「心あたたまる幸福感に包まれる世界」

 西武園ゆうえんちの来園者数は、ピーク時の4分の1にまで落ち込んでいた。約194万人(1988年度)から約49万人(2018年度)へ。西武ホールディングスの後藤高志社長から直々に再生を託された森岡氏は、「顔がない」ことが弱点だと考えた。そこに行けば、どんな体験ができるか、ぱっと思い浮かばない。一方で1950年の開園から積み重ねてきた歴史はある。それならば、と古さを生かす作戦に出た。

 懐かしい街並みを圧倒的なクオリティーで再現し、レトロな食体験や商店街での人情味あふれるライブパフォーマンスを組み合わせた。オリジナル紙幣の「西武園通貨」を導入し、「クリイムソーダ50園」(10園=120円)など、店頭価格を当時の物価に合わせた。昭和テイストではない。本物の昭和の世界観をとことんつくり込んだのだ。

ライスオムレツを味わえる「食堂 助六屋」
ライスオムレツを味わえる「食堂 助六屋」
西武園通貨は、10園札と100園札の2種類で、大きさが異なる。当時の風合いや色味をなるべく再現するなど、細部までデザインに凝った(©TEZUKA PRODUCTIONS)
西武園通貨は、10園札と100園札の2種類で、大きさが異なる。当時の風合いや色味をなるべく再現するなど、細部までデザインに凝った(©TEZUKA PRODUCTIONS)
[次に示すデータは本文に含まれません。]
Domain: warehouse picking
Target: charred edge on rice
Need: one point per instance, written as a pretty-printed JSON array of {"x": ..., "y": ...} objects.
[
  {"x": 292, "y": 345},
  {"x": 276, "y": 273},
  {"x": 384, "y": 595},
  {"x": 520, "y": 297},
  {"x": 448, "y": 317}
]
 昭和をテーマにした施設は他にもある。西武園ゆうえんちが、ここまで際立って若者を呼び込むことができたのは、なぜなのか。一言でいえば、マーケティングのたまもの。誰に何を伝えるかというコンセプトを明確に打ち出し、表現し切ったことに尽きる。

 目指したのは、「心あたたまる幸福感に包まれる世界」の構築。森岡氏いわく、幸福感を売って、大成功を収めたのが、東京ディズニーリゾート(TDR)だ。しかし、この地でTDRのように年間3000万人を集める必要は全くない。そこで、幸せを包む「包装紙」として着目したのが、昭和の世界だった。
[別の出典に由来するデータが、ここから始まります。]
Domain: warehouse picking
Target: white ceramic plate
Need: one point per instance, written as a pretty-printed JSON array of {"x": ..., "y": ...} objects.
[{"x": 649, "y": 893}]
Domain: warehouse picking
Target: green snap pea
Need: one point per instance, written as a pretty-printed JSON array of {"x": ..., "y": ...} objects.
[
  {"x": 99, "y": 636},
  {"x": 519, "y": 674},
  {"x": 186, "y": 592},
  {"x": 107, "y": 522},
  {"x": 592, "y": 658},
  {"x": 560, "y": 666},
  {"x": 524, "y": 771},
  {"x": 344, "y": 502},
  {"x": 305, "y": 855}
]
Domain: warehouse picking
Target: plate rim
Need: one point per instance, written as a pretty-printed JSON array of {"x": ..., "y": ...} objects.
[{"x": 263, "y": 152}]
 中でも1960年代は、日本経済が右肩成長を続けていた明るい時代。社会全体が前向きで希望に満ち、おせっかいなほど親切な人であふれていた世界を現代によみがえらせれば、誰もが「幸せだ」と感じてもらえるのではないか。

 「西武園ゆうえんちがこの先50年、100年と生き残っていくために、きちんとビジネスが回るサイズ感を、この幸せで取り切れると思った」。久保田氏も構想当時をそう振り返る。

 実は、メインターゲットは当初から10~20代の若者に絞り込んでいた。事前調査の結果、昭和レトロの世界に最も魅力を感じ、最も来場意向が強かったのは、Z世代というデータが浮かび上がったからだ。
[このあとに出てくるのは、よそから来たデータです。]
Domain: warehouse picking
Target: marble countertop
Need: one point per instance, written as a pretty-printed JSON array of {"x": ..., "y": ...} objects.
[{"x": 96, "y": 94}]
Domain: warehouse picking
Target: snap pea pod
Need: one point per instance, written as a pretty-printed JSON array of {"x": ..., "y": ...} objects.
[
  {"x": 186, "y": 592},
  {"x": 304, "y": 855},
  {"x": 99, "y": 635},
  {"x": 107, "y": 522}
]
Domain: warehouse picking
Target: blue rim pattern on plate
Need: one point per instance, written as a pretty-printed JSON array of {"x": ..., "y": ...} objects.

 だからこそ、自信を持って昔ながらの商店街の建設に踏み切った。と同時に、複数あったエントランスは1カ所にまとめ、必ず商店街を抜けてもらう動線に切り替えた。最寄り駅も「遊園地西」から「西武園ゆうえんち」に改名。同駅に乗り入れる西武山口線(通称レオライナー)の車両デザインも、1960年代のカラーリングを復刻した。

 電車を降りれば、昭和のヒット曲が耳に飛び込んでくる仕掛けにし、メインゲートの前にはクリーム色に赤のラインが入った「都電カラー」の路面電車を設置。「夕日の丘商店街前」という電停を横目に、エントランスへと歩を進めると、そこはもう昭和の商店街。“住民”として、当時の熱気に体ごと飛び込んでいくという流れをつくった。入園までの道中から、物語は既に始まっているのだ。